A year later we broke up, and I thought again about that tattoo: what story did it tell now? How was its link to time and place, to Brighton, to 2010, to the world we had lived in at the time changed by these events? Our break up had been amicable, but what if it hadn’t been? How would that affect the way he now told its story to others, to the next girl he dated? Of course, this made me realize that all of his stories had, in the first place, been subjective, influenced by his emotions at the time or later, and that each story would rarely be told in an identical way to an identical listener. Indeed, my own interpretation of each of his tattoos was not only influenced by the story he told me, but by my own history, my own experiences and memories, and that each interpretation can be altered, influenced, reinterpreted over time.
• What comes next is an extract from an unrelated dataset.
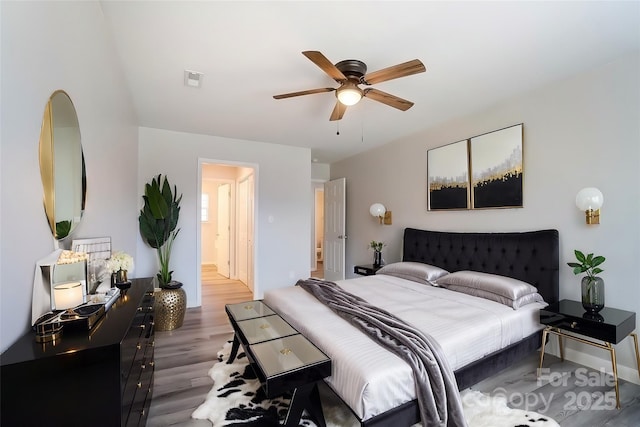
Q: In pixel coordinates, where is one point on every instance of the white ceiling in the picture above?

But was the influence of interpretation only present at the point where the story was read or told? Was it not the case that the tattoo was already subject to the interpretation of its bearer? A personal choice to remember a certain event, person or experience in a certain way? Was the tattoo itself really anything more than a vehicle for interpretation, an empty aesthetic that can only truly take shape through interpretation and reinterpretation? What did that tattoo really tell you about that guy? About that time? About that place? About me?
When I later rejoined academia, this way of thinking about tattoos became apparent in the reading of narratives, too, and particularly in the field of hermeneutics. Everything we read – be it text or tattoo – is subject to interpretation, but everything we interpret has already been subject to the interpretations of the author, the narrator, the storyteller.
And there was another level to this reading of the tattoo. When this guy chose to get each of his tattoos, he knew that each one was going to be on his body forever. That it would be seen by others, that it would provoke questions and conversations. That it could mislead, deceive, lie, just as much as it could represent; it could be truthful, without telling the whole truth. However private we believe tattoos to be, often, they are quite the reverse. A tattoo is a deliberate (re)presentation, showing what you want to be seen at the time, and while we may sometimes be aware of this when we think about tattoos, we rarely bear it in mind when we think about narratives. But what if authors too were manipulating words just as the tattoo may manipulate our interpretations? Just as a tattoo today is personal choice, so too are the words written by an author, carefully selected and manipulated, choreographed into narrative sequence.
When we read, we read the words on the page – this is how we are taught to read – and we read the words all the while expecting them to tell us something. But the author knows this too. But what if the story the author writes were only a distraction, a way of focusing the eye elsewhere, otherwise than the story he or she wants – or doesn’t want – to tell? Reading is not only about reading what we are given, but about reading beyond what is evident as text, reading the gaps and absences in every narrative.
That tattoo, back in Brighton in 2010, tells a story, and it will always tell a story, though not always the same story, and never the whole story, and only ever one part of a bigger story that is still being written. There is so much missing that isn’t being shown, that is, more importantly, being hidden behind the very image that purports to tell us so much. In presenting that one image, we are distracted, as readers of other people, from asking what is not there: why not a different image? Why not a different time? We never ask questions like that. But our processes of reading need to think about what is absent as much as what is present: not just ‘what do we know about this?’ but why this and not that?